Police had no leads. The exhaustive inquiry continued but there were no real suspects. The case remained a mystery with little hope of it being solved — until the DNA discovery was made.

By 2012, detectives in their quest to find out whose DNA had been on Elaine’s body had obtained samples from 700 men, each result proving negative. The team kept going however and on 12 May 2012 two officers went to the home of John Docherty in Trafalgar Street, Greenock.

John Docherty’s name had come up during the initial investigation in 1986 but he had never been spoken to by police. He was just a name on one of the thousands of bits of paper generated by the inquiry.

Docherty had been mentioned by a friend as being in the Celtic Club that night. Docherty’s friend got a taxi when they left the club, leaving Docherty to walk home to Ann Street. When the police finally came calling in May 2012, 26 years after the murder, Docherty agreed to provide a DNA sample.
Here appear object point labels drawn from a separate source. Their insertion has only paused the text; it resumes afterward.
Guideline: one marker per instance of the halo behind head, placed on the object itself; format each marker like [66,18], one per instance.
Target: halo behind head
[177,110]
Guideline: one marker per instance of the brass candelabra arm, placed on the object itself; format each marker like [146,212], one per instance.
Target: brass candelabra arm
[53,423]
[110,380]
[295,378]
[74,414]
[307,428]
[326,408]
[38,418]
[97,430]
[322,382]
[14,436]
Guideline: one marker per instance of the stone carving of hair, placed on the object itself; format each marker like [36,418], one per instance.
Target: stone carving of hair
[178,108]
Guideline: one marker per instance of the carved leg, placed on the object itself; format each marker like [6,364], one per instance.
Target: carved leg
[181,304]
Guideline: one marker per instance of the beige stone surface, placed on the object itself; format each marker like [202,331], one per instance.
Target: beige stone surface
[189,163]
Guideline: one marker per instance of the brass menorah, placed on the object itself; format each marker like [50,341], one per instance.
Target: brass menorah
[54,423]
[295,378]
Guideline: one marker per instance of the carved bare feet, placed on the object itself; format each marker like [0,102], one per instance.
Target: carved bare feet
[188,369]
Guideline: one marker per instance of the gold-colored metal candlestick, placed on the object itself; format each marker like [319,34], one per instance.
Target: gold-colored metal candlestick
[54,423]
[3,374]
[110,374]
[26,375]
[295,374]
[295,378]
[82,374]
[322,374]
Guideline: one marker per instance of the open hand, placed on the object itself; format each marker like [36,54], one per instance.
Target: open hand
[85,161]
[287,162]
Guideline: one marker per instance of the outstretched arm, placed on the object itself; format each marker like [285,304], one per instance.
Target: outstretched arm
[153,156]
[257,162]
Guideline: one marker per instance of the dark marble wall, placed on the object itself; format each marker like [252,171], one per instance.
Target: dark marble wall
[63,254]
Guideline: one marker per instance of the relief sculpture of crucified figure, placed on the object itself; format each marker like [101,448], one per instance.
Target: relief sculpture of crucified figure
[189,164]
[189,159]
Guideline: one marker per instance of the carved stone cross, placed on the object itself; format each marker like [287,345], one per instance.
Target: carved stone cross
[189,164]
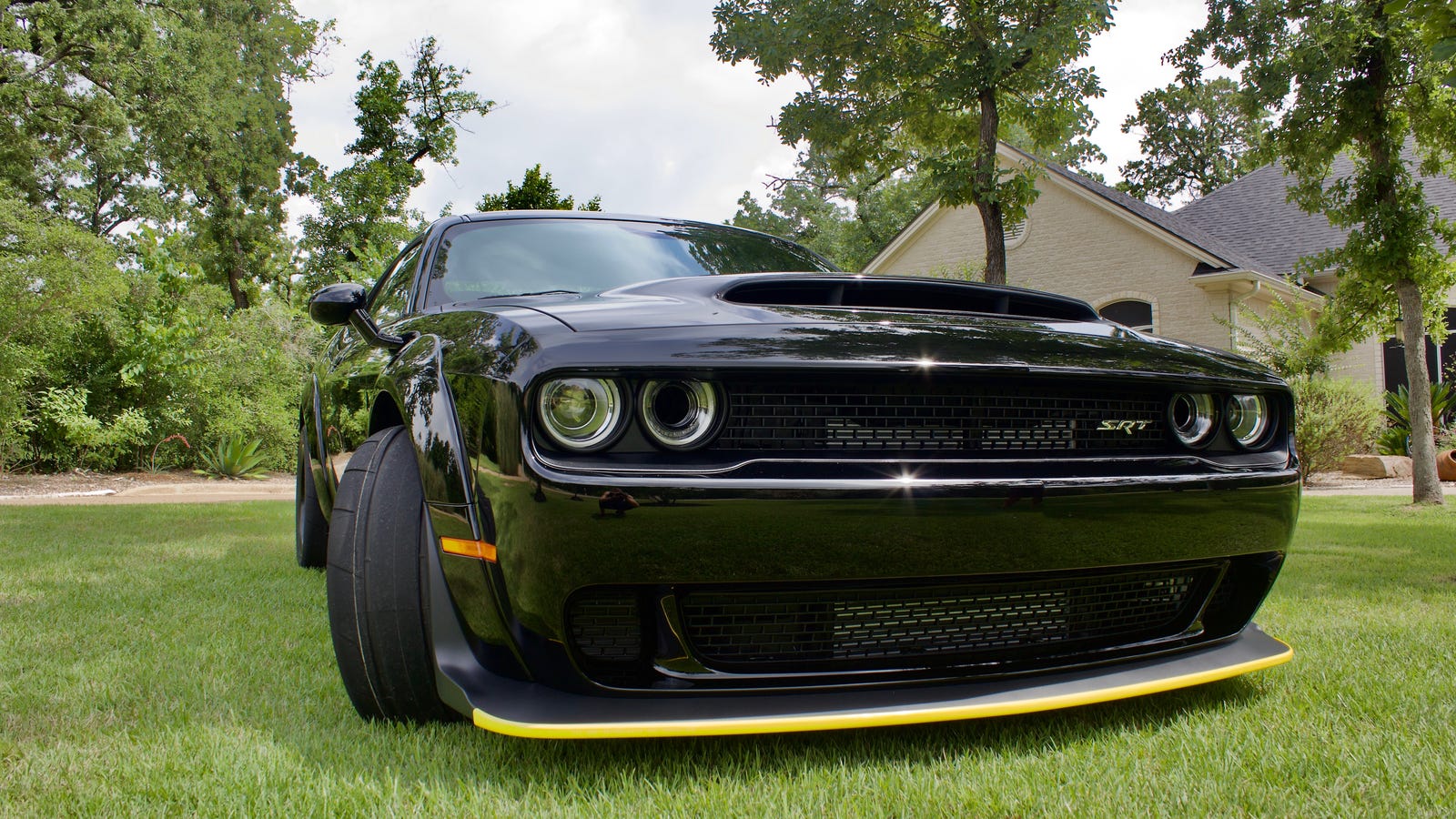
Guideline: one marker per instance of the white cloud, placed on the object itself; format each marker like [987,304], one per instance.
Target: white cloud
[628,101]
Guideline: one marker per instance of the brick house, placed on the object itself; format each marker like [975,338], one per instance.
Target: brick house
[1176,273]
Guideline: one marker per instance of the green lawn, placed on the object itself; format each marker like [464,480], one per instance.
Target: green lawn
[174,659]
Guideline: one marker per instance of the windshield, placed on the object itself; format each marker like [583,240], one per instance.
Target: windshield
[517,257]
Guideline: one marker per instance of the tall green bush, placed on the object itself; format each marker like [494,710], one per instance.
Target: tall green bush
[1332,419]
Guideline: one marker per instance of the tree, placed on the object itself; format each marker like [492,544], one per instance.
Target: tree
[1196,137]
[404,120]
[1351,77]
[1438,25]
[536,191]
[130,111]
[928,86]
[807,208]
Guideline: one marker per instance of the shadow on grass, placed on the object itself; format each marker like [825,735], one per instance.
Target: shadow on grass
[450,756]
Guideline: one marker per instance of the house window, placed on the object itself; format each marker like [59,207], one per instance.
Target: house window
[1441,361]
[1014,235]
[1132,314]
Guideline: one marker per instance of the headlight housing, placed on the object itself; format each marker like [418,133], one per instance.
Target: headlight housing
[581,413]
[681,414]
[1249,419]
[1191,417]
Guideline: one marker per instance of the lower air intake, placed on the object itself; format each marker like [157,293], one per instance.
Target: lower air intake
[808,629]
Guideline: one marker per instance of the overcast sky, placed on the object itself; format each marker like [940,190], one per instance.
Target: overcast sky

It was sent away in a batch on 25 May 2012 for analysis. This time the team got a hit — John Docherty was the unknown male whose DNA was on Elaine’s body, with only a one-in-a-billion chance it belonged to someone else. The inquiry team now had to piece together information about Docherty from scratch without arousing suspicion. As one officer involved in the case said: “It’s amazing how many John Dochertys there are in Greenock.”

The friend who had mentioned Docherty back in 1986 was dead. The news of a DNA match was kept well-guarded even among the police, with only officers on the Elaine Doyle inquiry — Operation Evergreen as it was now called — aware of the breakthrough. Dozens of investigators took over the top floor of Greenock police office for the effort with additional locks even being fitted for extra security.

The police could find no reasonable explanation for the DNA. Elaine didn’t know Docherty, who would have been 22 at the time, and hadn’t danced with him that night. He had been unemployed in June 1986 and joined the army in 1988 for six years — the picture, , is of Docherty when he joined upright. He returned to Greenock to work as a driver with the council. He had not been convicted of any crime between 1986 and the present day — he was living a quiet life with his partner and young child.

Prosecutors agreed that police could detain Docherty and he was brought in for questioning, with his solicitor present throughout. It became clear he had no explanation as to why his DNA was on the body. The decision was made to charge him with murder.

Elaine’s father, pictured left, died in January 2012; just the year before he had helped police appeal again over the murder on the 25th anniversary of the crime. The teenager’s mum doesn’t keep well but officers are grateful she has lived to see her daughter’s killer convicted.